In 2017, the National Academies of Sciences, Engineering, and Medicine (NASEM) issued a final report that detailed several recommendations to improve the WIC food packages. The 2017 NASEM Report’s comprehensive analysis recognized that several core food groups fell short of even half of intake recommended by the Dietary Guidelines for Americans (DGAs). Although thorough, the 2017 NASEM Report was required to conduct a cost-neutral analysis, constraining the ability to reach the NASEM review’s goal of substantially increasing benefits issuance for key food groups.
In 2021, Congress enhanced benefit levels for fruits and vegetables through the WIC benefit bump. This historic investment in WIC’s nutrition support raises the possibility that USDA review of the food packages could permanently increase the value of the WIC benefit – a transformative step to bolster nutrition security for America’s next generation.
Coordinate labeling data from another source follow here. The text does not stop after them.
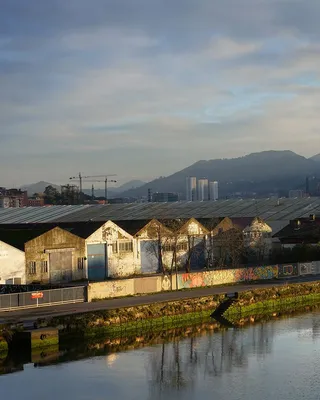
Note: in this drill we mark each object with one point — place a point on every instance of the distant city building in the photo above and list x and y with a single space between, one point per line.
13 198
159 197
191 188
203 189
293 194
214 191
36 202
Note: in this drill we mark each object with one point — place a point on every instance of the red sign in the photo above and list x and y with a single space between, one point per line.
37 295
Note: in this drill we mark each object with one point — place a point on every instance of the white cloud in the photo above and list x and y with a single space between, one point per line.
121 96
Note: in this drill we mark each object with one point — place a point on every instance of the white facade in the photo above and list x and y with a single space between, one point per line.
258 238
214 191
203 189
4 202
191 188
122 254
12 265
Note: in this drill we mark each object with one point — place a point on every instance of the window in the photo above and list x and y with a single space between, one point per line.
179 247
44 267
32 268
80 262
125 247
114 247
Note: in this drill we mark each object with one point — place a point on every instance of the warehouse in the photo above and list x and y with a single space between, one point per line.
12 262
51 255
110 250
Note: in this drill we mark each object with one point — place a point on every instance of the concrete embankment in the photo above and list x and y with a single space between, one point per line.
170 314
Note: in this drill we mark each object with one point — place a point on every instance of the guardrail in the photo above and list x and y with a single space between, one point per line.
17 301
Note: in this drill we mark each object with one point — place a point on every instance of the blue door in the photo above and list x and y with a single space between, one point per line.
149 256
97 262
198 254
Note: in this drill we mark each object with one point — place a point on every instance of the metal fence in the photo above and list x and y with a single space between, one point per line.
15 301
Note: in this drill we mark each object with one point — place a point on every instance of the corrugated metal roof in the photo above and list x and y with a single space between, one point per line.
267 209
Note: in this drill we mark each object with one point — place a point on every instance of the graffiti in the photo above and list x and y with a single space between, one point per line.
166 284
288 270
256 273
219 277
305 268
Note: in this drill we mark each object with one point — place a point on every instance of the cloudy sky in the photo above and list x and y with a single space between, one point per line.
143 88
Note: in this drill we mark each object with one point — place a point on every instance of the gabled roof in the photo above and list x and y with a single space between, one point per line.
133 226
306 231
242 222
210 223
18 237
81 229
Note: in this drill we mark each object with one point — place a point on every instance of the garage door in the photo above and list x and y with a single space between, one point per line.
149 258
60 264
97 262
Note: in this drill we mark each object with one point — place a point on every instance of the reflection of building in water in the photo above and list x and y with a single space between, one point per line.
175 366
111 358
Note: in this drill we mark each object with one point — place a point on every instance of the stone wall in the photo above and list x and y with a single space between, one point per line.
159 283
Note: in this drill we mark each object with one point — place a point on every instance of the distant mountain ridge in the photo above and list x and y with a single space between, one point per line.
262 173
316 158
38 187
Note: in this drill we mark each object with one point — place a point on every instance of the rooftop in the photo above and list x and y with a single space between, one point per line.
268 209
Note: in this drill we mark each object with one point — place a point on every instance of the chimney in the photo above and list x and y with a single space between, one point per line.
296 224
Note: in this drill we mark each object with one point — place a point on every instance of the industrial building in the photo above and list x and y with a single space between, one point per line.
191 188
214 191
12 263
62 243
203 189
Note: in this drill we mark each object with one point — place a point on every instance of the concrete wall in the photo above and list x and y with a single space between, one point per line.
126 287
39 249
118 264
12 264
133 286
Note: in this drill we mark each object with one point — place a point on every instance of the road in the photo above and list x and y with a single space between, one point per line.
30 315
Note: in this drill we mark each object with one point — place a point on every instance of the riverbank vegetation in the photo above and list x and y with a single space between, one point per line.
173 314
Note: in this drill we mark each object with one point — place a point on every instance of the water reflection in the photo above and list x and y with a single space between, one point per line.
274 358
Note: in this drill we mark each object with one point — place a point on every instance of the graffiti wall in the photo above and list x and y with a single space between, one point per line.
288 270
220 277
306 268
116 288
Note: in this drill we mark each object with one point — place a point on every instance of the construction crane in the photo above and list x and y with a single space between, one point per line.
106 180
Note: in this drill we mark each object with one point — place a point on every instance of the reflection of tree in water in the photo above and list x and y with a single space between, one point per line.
173 367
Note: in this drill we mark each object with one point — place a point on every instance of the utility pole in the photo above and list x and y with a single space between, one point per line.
79 177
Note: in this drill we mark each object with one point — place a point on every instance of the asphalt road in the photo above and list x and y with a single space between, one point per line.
30 315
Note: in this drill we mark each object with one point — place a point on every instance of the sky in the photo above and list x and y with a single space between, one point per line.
144 88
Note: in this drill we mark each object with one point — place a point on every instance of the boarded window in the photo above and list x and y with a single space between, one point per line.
32 268
44 267
80 262
114 247
125 247
179 247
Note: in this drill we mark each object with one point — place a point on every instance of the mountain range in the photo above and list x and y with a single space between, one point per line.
39 187
261 173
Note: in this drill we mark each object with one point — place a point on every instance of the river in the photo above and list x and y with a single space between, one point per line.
278 359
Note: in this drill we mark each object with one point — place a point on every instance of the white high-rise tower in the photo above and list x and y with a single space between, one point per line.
203 189
214 190
191 188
USDA has indicated that a food package rulemaking will begin in April 2022.
In June 2021, the National WIC Association issued a report that assessed the impacts of the 2017 NASEM Report, the 2020-2025 DGAs, and the WIC benefit bump. The National WIC Association maintains that a USDA food package review should:
- Permanently increase the value of the WIC benefit. Before the WIC benefit bump, the average WIC benefit was only $36/month – constituting less than 9 percent of an average grocery budget. The WIC benefit bump demonstrates that families will choose healthier options if there are resources available, with immediate shifts in both purchasing and consumption behavior after fruit and vegetable benefits increased in summer 2021. Enhanced value will ensure greater access to nutritious foods, align children’s diets with DGA recommendations, and incentivize ongoing participation for the duration of eligibility.
- Align increased value with science-based recommendations. The 2017 NASEM Report sought to bolster issuance for underconsumed food groups, but even the cost-neutral recommendations to revise benefits issuance could not deliver at least 50 percent of DGA-recommended intake for key food groups, including fruits, vegetables, seafood, poultry/eggs, and whole grains. Any increased value in the WIC benefit should follow the science-based reasoning of the 2017 NASEM Report.
- Improve the shopping experience. The 2017 NASEM Report identified several opportunities to provide greater options to WIC shoppers without infringing on the nutritional integrity of the WIC food package. Proposed substitutions – such as additional fruit and vegetable benefit in lieu of jarred infant foods – will provide greater choice to WIC shoppers while continuing to prioritize key nutrients. Several of these recommendations were implemented as pandemic-era waivers, including additional package and container size options for whole-wheat breads and yogurt.
- Address the diversity of the WIC population. The 2017 NASEM Report encouraged a greater range of options to account for cultural preferences, including new grain options like corn masa flour. The food packages should also account for the diversity of diet patterns, including vegetarians and vegans, food sensitivities and allergies, and religious-based food preferences.